Zoe VanGelder
My research at Stanford explores how women and youth from Mexican agrarian social movements are reimagining rural futures and what it is to “live well” in a context of global economic and ecological precarity. I am interested in the ways international climate politics and adaptation and mitigation strategies get translated by frontline communities. I want to examine how climate politics affects changing notions of rural development and how it creates new opportunities and obstacles for agrarian social movements. I am especially concerned with understanding the lived-experience of women and youth from these social movements. Using experimental ethnographic methods, I work with women and youth to study how they participate in decision-making around land-use and natural resource governance.

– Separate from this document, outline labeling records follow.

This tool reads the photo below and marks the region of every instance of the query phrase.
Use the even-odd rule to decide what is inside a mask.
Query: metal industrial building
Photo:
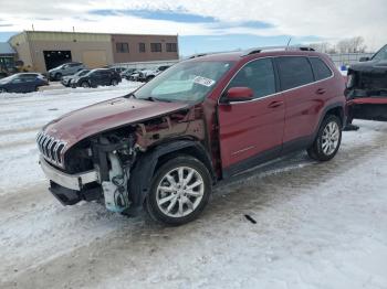
[[[9,40],[29,71],[46,72],[65,62],[95,68],[116,63],[178,60],[177,35],[24,31]]]

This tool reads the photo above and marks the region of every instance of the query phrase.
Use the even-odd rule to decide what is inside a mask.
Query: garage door
[[[82,58],[88,68],[98,68],[107,65],[106,51],[103,50],[84,51]]]

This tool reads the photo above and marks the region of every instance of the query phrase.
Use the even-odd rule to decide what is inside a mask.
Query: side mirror
[[[226,94],[226,101],[247,101],[254,97],[254,92],[249,87],[231,87]]]

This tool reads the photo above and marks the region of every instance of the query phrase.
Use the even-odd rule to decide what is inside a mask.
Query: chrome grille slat
[[[36,143],[39,151],[43,154],[45,160],[63,168],[64,161],[62,152],[66,147],[66,142],[40,131],[36,135]]]

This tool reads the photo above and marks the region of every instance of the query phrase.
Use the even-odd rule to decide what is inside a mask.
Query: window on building
[[[167,52],[177,52],[177,43],[167,43]]]
[[[128,53],[129,52],[129,44],[125,42],[117,42],[116,43],[116,51],[117,53]]]
[[[145,52],[146,50],[145,50],[145,43],[144,42],[140,42],[140,43],[138,43],[138,51],[139,52]]]
[[[278,64],[282,90],[314,82],[312,67],[306,57],[279,57]]]
[[[161,43],[150,43],[151,52],[161,52]]]

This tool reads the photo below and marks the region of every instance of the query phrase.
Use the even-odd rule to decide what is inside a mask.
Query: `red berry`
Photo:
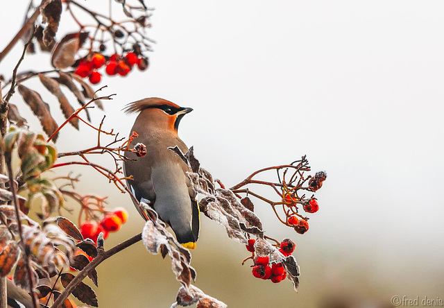
[[[270,262],[270,258],[268,256],[266,257],[256,257],[255,259],[255,264],[256,265],[268,265],[268,262]]]
[[[114,232],[120,229],[122,221],[117,215],[111,214],[103,217],[100,224],[103,228],[103,230],[108,232]]]
[[[126,55],[125,55],[125,60],[126,60],[126,63],[130,67],[139,62],[139,58],[134,53],[128,53]]]
[[[245,246],[247,248],[247,250],[248,250],[250,253],[254,253],[255,252],[255,242],[256,242],[255,239],[250,239],[248,240],[248,244]]]
[[[139,58],[139,62],[137,62],[137,67],[141,71],[144,71],[148,69],[148,66],[149,65],[149,62],[148,62],[148,58]]]
[[[256,278],[268,279],[271,276],[271,268],[268,265],[256,265],[253,267],[253,275]]]
[[[319,205],[316,199],[311,199],[308,205],[304,205],[304,210],[307,213],[316,213],[319,209]]]
[[[105,57],[100,53],[95,53],[91,58],[91,62],[94,69],[99,69],[105,64],[106,60]]]
[[[303,234],[308,230],[308,223],[307,221],[301,219],[299,221],[298,225],[294,228],[295,231],[300,234]]]
[[[93,85],[100,83],[102,75],[97,71],[93,71],[89,74],[89,82]]]
[[[80,233],[85,239],[89,238],[92,239],[92,237],[97,232],[98,227],[99,225],[95,221],[83,221],[80,225]]]
[[[128,66],[126,63],[125,63],[125,61],[122,61],[122,60],[119,61],[119,63],[117,64],[117,67],[116,68],[116,71],[119,75],[126,76],[130,72],[130,70],[131,70],[131,68],[129,66]]]
[[[276,263],[271,265],[271,273],[273,275],[282,275],[284,273],[285,273],[285,268],[282,263]]]
[[[284,272],[284,274],[282,275],[273,275],[270,277],[270,280],[274,282],[274,283],[278,283],[278,282],[280,282],[281,281],[284,280],[285,279],[285,277],[287,277],[287,273]]]
[[[105,71],[110,76],[113,76],[117,74],[117,62],[116,61],[110,61],[106,65]]]
[[[113,213],[117,215],[120,220],[122,221],[122,223],[125,223],[128,221],[128,212],[124,208],[116,207]]]
[[[298,225],[298,221],[299,221],[299,219],[298,219],[298,217],[296,217],[295,215],[293,215],[289,217],[289,223],[290,225]]]
[[[280,248],[288,254],[291,254],[296,248],[296,244],[290,239],[285,239],[280,243]]]
[[[89,68],[87,65],[81,64],[80,62],[80,64],[78,65],[78,67],[77,67],[76,71],[74,71],[74,74],[84,78],[89,75]]]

I am an ethnographer and a political ecologist with over a decade of experience doing research, supporting agrarian social movements, feminist organizations, and international NGOs on a variety of initiatives. I have a bachelor’s degree in Anthropology and Latin American Studies from the University of Chicago and a Master’s in Environmental Science from the Yale School of Forestry and Environmental Studies. Before coming to Stanford, I worked and consulted with Oxfam International, ActionAid, the Institute for Agriculture and Trade Policy, and the Jameel Abdul Latif Poverty Action Lab. Most recently, I have accompanied emancipatory research and advocacy projects with agrarian social movements in Mexico.